Eclectic Autodidact: The art of faking it


I have a confession to make: During middle school, I committed a continuing act of academic dishonesty.

I am not speaking of the classes I slacked my way through where I was unable or unwilling to devote my full effort or the others I have failed. But there is no class I have completely lied my way through other than middle school band.

I had played the flute for a few years by that point but through the Suzuki method, which emphasized learning by ear rather than reading from sheet music. Being completely unable to read music, I was in an awkward position. I was perfectly capable of playing the notes that made up our songs. Unfortunately, the dots and squiggles on the bars were a foreign language so I couldn't tell in which order the notes were supposed to go. That actually turns out to be a better metaphor than I originally intended because I could piece together the odd line or two. I knew the G clef circled the G in one of its unnecessary curls and loops that make sheet music look like it was written by bored Irish monks. From this I was able to piece together small sections of music, but never entire songs. Thus band practice, and yes, even concerts, consisted of me pretending to play for long periods then joining in for a meter before resuming my chicanery. Fortunately for me, in the vast cacophony that is middle school band no one noticed.

I gave up the flute shortly after middle school. Fifteen years or so passed without any musical ability and then earlier this year I started teaching myself the guitar. Over the summer I practiced every day. Not every day in the literal sense but in the figurative one. In the course of learning to play I figured out the basics of reading music. Guitar was easier because the lines on the clef echo the strings of the guitar.

But as I was learning the guitar (not to imply that I have learned it in the past tense) and getting a grip on reading music, I began to suspect that I could probably pick up the flute again. The muscle memory was still there. But with my growing ability to read music, I could do it honestly this time and redeem myself. As soon as I found a flute I knew I could reclaim my honor.

Finding a flute, however, turned out to be trickier than first anticipated, unlike finding recorders, which seem to grow in handfuls in the shade of pianos. My old flute was gone. It wasn't at my mother's house and after a long search we determined it was given to my sister and from then to one of her friends and then to oblivion. That or my aunt has it. My old band teacher, toward whom I am feeling increasingly apologetic for my deception all those years ago, turned up one left behind by some graduating senior who no longer cared. However that turned out to be only two-thirds of a flute, and so one-third less useful than I needed.

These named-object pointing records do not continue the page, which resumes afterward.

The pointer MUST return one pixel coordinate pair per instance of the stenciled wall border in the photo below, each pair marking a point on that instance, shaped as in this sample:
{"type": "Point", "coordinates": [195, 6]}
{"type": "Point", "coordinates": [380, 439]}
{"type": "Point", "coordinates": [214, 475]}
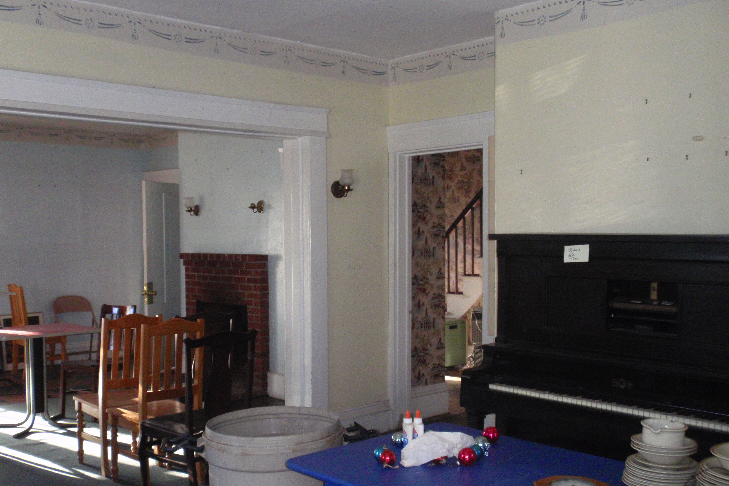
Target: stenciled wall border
{"type": "Point", "coordinates": [550, 17]}
{"type": "Point", "coordinates": [21, 132]}
{"type": "Point", "coordinates": [148, 30]}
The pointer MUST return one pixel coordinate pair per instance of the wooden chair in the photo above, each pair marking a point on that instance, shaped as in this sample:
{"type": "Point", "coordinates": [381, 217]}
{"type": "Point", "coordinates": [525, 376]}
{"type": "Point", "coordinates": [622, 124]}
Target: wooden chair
{"type": "Point", "coordinates": [219, 321]}
{"type": "Point", "coordinates": [76, 303]}
{"type": "Point", "coordinates": [170, 432]}
{"type": "Point", "coordinates": [118, 380]}
{"type": "Point", "coordinates": [20, 318]}
{"type": "Point", "coordinates": [161, 384]}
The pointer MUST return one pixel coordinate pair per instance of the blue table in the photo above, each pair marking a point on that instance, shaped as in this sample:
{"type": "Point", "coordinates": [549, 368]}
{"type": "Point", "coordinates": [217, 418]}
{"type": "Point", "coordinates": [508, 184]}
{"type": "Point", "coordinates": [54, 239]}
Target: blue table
{"type": "Point", "coordinates": [510, 462]}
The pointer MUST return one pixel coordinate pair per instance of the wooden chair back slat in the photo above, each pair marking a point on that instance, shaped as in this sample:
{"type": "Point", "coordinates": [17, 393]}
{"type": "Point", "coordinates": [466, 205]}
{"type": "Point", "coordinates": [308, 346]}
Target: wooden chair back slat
{"type": "Point", "coordinates": [18, 310]}
{"type": "Point", "coordinates": [161, 367]}
{"type": "Point", "coordinates": [120, 342]}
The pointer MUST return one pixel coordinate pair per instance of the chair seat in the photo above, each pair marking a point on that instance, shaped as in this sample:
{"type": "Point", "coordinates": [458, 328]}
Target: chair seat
{"type": "Point", "coordinates": [116, 398]}
{"type": "Point", "coordinates": [175, 424]}
{"type": "Point", "coordinates": [87, 365]}
{"type": "Point", "coordinates": [129, 413]}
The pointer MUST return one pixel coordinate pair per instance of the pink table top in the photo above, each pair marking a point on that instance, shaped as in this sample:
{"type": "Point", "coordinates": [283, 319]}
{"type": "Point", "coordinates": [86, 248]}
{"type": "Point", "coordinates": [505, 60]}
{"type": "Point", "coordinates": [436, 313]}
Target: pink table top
{"type": "Point", "coordinates": [45, 330]}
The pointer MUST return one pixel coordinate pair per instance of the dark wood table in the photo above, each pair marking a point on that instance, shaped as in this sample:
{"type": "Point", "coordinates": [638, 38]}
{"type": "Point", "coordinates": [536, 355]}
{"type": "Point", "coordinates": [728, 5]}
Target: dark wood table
{"type": "Point", "coordinates": [36, 394]}
{"type": "Point", "coordinates": [511, 462]}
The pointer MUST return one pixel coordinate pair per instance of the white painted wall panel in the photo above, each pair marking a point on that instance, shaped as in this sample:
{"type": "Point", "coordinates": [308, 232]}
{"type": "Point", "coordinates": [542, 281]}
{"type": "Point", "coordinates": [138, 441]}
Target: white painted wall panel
{"type": "Point", "coordinates": [227, 173]}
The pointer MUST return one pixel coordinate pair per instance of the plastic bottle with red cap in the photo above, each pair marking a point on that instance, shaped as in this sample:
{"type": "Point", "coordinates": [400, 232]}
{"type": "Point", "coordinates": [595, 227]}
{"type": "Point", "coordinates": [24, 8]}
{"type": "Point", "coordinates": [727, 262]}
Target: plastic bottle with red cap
{"type": "Point", "coordinates": [407, 428]}
{"type": "Point", "coordinates": [418, 427]}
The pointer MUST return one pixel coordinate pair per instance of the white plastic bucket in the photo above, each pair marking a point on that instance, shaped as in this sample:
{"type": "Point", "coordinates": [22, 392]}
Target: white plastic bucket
{"type": "Point", "coordinates": [251, 447]}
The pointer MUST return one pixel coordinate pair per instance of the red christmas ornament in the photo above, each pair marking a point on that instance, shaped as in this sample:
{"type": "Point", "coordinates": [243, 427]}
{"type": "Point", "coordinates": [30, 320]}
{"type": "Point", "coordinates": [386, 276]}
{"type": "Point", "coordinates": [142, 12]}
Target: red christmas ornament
{"type": "Point", "coordinates": [388, 458]}
{"type": "Point", "coordinates": [467, 456]}
{"type": "Point", "coordinates": [491, 434]}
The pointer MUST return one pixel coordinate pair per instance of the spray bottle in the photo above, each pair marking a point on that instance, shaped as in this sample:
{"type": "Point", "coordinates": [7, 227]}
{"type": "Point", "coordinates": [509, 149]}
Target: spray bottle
{"type": "Point", "coordinates": [418, 428]}
{"type": "Point", "coordinates": [407, 428]}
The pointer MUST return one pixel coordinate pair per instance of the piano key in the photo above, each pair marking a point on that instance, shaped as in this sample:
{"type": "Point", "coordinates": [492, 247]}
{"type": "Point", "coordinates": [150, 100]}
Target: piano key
{"type": "Point", "coordinates": [703, 420]}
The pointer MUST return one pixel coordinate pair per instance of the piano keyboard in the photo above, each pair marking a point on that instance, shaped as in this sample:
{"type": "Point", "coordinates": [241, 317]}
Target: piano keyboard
{"type": "Point", "coordinates": [691, 421]}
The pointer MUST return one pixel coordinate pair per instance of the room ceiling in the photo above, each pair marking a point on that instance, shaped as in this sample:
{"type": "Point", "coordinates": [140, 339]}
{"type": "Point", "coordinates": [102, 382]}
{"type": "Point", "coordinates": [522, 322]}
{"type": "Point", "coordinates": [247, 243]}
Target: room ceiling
{"type": "Point", "coordinates": [385, 29]}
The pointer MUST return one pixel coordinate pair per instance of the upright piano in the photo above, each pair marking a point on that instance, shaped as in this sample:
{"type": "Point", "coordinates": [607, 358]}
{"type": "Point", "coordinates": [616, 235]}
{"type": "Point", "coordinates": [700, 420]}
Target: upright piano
{"type": "Point", "coordinates": [597, 332]}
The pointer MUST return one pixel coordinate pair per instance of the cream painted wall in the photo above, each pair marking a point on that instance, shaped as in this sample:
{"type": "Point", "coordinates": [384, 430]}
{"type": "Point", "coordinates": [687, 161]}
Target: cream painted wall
{"type": "Point", "coordinates": [357, 239]}
{"type": "Point", "coordinates": [595, 127]}
{"type": "Point", "coordinates": [461, 94]}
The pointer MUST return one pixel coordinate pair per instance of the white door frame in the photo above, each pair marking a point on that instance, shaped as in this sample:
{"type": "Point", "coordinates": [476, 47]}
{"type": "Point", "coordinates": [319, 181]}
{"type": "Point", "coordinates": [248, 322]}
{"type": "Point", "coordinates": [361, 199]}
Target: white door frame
{"type": "Point", "coordinates": [404, 141]}
{"type": "Point", "coordinates": [304, 186]}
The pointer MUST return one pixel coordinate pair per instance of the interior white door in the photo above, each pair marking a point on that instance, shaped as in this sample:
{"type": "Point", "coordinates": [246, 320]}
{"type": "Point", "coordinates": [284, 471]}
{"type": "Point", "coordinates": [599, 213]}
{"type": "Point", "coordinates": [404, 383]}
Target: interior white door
{"type": "Point", "coordinates": [161, 247]}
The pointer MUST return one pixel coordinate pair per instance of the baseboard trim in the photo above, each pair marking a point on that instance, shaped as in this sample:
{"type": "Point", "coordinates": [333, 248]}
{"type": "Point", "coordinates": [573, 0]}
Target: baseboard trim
{"type": "Point", "coordinates": [431, 400]}
{"type": "Point", "coordinates": [276, 385]}
{"type": "Point", "coordinates": [375, 416]}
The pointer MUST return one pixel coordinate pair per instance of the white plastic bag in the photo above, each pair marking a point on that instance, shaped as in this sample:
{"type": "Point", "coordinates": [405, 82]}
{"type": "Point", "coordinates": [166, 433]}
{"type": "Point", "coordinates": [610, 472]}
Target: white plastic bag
{"type": "Point", "coordinates": [434, 445]}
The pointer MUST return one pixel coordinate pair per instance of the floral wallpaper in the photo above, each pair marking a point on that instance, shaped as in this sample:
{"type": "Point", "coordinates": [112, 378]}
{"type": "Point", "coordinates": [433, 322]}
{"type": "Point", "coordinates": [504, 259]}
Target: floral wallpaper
{"type": "Point", "coordinates": [442, 185]}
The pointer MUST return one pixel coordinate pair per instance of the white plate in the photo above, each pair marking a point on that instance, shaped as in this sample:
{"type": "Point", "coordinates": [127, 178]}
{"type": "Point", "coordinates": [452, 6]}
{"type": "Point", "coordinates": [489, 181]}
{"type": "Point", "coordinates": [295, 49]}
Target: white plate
{"type": "Point", "coordinates": [631, 479]}
{"type": "Point", "coordinates": [711, 470]}
{"type": "Point", "coordinates": [637, 443]}
{"type": "Point", "coordinates": [636, 462]}
{"type": "Point", "coordinates": [686, 462]}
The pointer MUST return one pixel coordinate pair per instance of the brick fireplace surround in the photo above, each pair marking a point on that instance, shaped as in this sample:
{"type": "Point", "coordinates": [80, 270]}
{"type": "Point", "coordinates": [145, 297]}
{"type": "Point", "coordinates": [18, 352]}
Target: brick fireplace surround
{"type": "Point", "coordinates": [239, 280]}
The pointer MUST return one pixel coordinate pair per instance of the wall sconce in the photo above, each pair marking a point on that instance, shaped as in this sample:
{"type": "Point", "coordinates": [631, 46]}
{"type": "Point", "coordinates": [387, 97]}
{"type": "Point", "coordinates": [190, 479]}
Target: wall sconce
{"type": "Point", "coordinates": [341, 187]}
{"type": "Point", "coordinates": [256, 207]}
{"type": "Point", "coordinates": [191, 207]}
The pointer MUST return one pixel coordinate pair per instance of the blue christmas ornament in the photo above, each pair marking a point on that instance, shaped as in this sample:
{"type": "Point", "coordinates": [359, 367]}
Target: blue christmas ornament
{"type": "Point", "coordinates": [398, 439]}
{"type": "Point", "coordinates": [484, 444]}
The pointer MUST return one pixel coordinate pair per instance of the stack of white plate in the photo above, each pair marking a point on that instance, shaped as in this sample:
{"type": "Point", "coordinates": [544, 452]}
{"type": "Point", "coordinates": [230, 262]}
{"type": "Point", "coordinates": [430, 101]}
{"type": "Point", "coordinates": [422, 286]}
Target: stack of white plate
{"type": "Point", "coordinates": [660, 466]}
{"type": "Point", "coordinates": [711, 473]}
{"type": "Point", "coordinates": [640, 472]}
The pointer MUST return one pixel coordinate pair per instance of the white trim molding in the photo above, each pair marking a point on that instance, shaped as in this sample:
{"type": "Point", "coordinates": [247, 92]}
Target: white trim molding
{"type": "Point", "coordinates": [203, 40]}
{"type": "Point", "coordinates": [404, 141]}
{"type": "Point", "coordinates": [303, 130]}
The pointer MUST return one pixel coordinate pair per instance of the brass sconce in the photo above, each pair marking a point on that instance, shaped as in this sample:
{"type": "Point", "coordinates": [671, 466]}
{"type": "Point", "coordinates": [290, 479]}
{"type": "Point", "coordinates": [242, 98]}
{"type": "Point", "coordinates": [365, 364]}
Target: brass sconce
{"type": "Point", "coordinates": [256, 207]}
{"type": "Point", "coordinates": [343, 186]}
{"type": "Point", "coordinates": [191, 207]}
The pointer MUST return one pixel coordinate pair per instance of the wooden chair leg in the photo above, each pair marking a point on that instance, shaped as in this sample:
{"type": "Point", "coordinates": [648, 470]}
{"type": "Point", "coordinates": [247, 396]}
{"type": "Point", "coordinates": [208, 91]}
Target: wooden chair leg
{"type": "Point", "coordinates": [191, 467]}
{"type": "Point", "coordinates": [114, 448]}
{"type": "Point", "coordinates": [80, 432]}
{"type": "Point", "coordinates": [16, 357]}
{"type": "Point", "coordinates": [62, 393]}
{"type": "Point", "coordinates": [144, 459]}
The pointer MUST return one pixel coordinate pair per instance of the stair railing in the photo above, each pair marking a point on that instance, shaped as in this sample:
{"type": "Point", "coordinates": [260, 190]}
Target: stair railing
{"type": "Point", "coordinates": [464, 244]}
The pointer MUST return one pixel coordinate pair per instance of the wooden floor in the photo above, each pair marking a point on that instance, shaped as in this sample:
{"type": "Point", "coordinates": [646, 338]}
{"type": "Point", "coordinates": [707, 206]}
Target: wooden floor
{"type": "Point", "coordinates": [48, 456]}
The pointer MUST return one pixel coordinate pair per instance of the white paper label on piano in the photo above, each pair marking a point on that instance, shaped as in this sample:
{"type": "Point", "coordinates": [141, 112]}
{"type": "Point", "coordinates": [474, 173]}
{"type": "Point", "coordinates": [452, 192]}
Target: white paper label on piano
{"type": "Point", "coordinates": [577, 253]}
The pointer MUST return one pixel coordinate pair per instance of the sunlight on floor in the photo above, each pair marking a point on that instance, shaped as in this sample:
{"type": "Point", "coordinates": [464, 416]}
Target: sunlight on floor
{"type": "Point", "coordinates": [34, 461]}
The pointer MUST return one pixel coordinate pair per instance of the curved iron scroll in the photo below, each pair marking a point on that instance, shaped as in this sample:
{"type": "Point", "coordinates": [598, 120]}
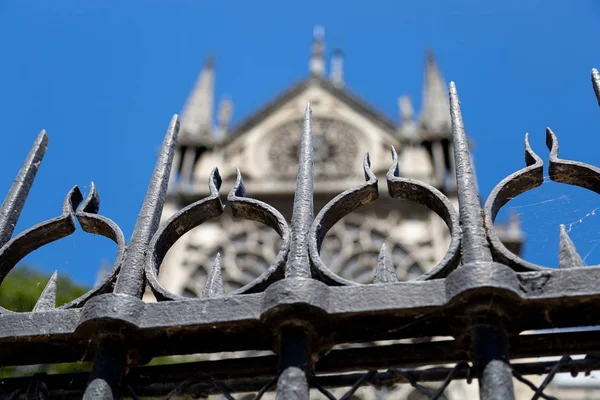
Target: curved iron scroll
{"type": "Point", "coordinates": [562, 171]}
{"type": "Point", "coordinates": [400, 188]}
{"type": "Point", "coordinates": [206, 209]}
{"type": "Point", "coordinates": [57, 228]}
{"type": "Point", "coordinates": [341, 205]}
{"type": "Point", "coordinates": [436, 201]}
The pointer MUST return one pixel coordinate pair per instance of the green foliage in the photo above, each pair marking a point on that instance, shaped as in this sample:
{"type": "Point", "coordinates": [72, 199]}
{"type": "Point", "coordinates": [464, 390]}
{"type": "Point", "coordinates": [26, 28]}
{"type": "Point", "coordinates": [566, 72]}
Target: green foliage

On Halloween, Flo and I found a used flute in a music store that wasn't too expensive. As an added benefit, most of the keys appeared to work. I decided to go for it and give the woodwinds another shot. Of course I got sick the same night and was unable to attempt to play for a week or so. But when I did, I found that I was mostly right. As I had suspected, the muscle memory was still there. My fingers found the keys as though it had just been a summer break over which I had failed to practice, rather than a decade and a half. However, the organ memory has decayed somewhat. My lungs don't remember their part as well as the fingers. So the actual breathing part of the instrument, also known as the entire instrument, is taking some work to bring back.

My goal is to be skilled enough to practice in my own apartment. Unlike an unplugged electric guitar, the flute is not able to be quite so subtle. I suppose I could just practice the breath and fingering separately, but then how is that different from what I was doing in middle school band?